Plaintiff's cause of action was based on a breach of a remodeling contract. The allegations were that defendant had undertaken to remodel plaintiff's home and add a room thereon; that defendant failed to do certain work as agreed upon and that what was attempted to be accomplished was done in such an unworkmanlike manner as to cause plaintiff to hire others to correct the defects in workmanship. Reimbursement of the money expended to correct what it is alleged defendant had not properly done is the basis of the claim for damages.
Among the many assignments of error only one warrants reversal of the judgment. It goes to the very heart of the damage question and resulted in the awarding of an excessive verdict.
The largest single segment of the work claimed by the plaintiff to be defective involved the installation of the heating plant. The contract called for installation of two floor furnaces. Plaintiff alleges *702 that they did not work properly. One got too hot and scorched an adjacent wall and otherwise made the room uninhabitable by reason of the excessive heat. It was claimed that the other did not produce sufficient heat. Nevertheless plaintiff suffered along with the furnaces for four years. Then she had installed a complete new forced air system with heat runners to all of the rooms. The placing of this type of furnace also entailed excavating a basement under her house where none existed before. The total cost of this new installation, including excavation, was admitted in evidence as being $767.70 and the jury was permitted to use it as a basis of its award. This was error. The verdict of $1,000 appears to be substantiated only if this amount was used by the jury.
The plaintiff is not entitled to be placed in a position more advantageous than she contracted for. If the jury believed that the furnaces were defective, plaintiff at most was entitled to the cost of the replacement of effectively operating floor furnaces, or, in the event of inability to replace the equipment, or to make it function, could request a return of that portion of the total contract price represented by the cost of the floor furnace installation. Because of the use of the furnace for four years the jury should have been instructed to take into consideration the depreciation of the equipment by use. Basically, the law of damages in this type of situation is that the owner cannot charge the contractor for more and different kinds of materials than that embraced in the contract. Ficara v. Belleau, 331 Mass. 80, 117 N.E.2d 287. See 9 Am.Jur. 89, § 152; Restatement of Contracts, § 329, comment (a).

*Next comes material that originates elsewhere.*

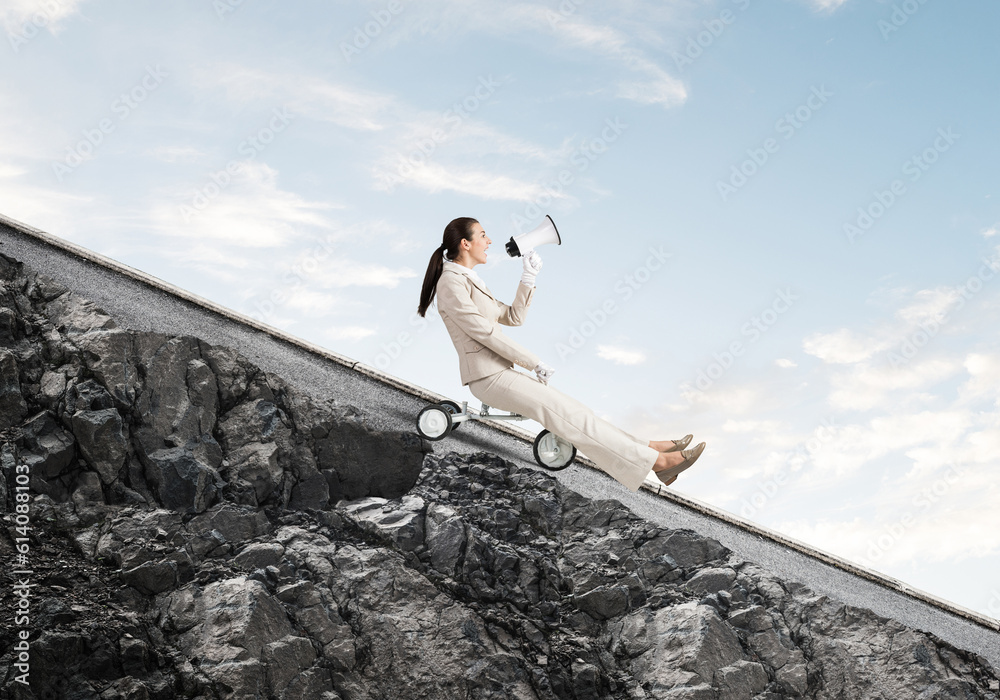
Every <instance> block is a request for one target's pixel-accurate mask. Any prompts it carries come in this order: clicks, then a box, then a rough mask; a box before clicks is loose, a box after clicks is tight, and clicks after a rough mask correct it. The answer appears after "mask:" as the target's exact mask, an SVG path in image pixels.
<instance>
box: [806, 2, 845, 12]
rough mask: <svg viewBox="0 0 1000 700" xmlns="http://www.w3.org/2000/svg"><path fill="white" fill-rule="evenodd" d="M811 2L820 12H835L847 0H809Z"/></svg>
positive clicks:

There was one occurrence in the trial which, although not the basis of any reversible error, should be commented upon. Plaintiff was allowed to give extensive testimony as to oral agreements between her and the defendant although there was a written contract. Defendant contends that all this testimony was admitted erroneously because it tended to alter or modify by parol evidence the terms of the written contract. The parol evidence rule, if attempted again to be invoked in the retrial of this cause, is not applicable. Plaintiff contended, and established, that the contract between her and the defendant was both oral and written. The written contract was very general and did not purport to cover many items which would have to be done in a job of this nature, and upon which the parties contracted orally. That the written contract did not embrace everything to be done was shown by the work which the defendant, in fact, did and which was not in the written contract. The oral agreements plus the written agreement constituted the whole of the contract between the parties.
The judgment is reversed and the cause remanded for a new trial.
SUTTON, C. J., and HALL, J., concur.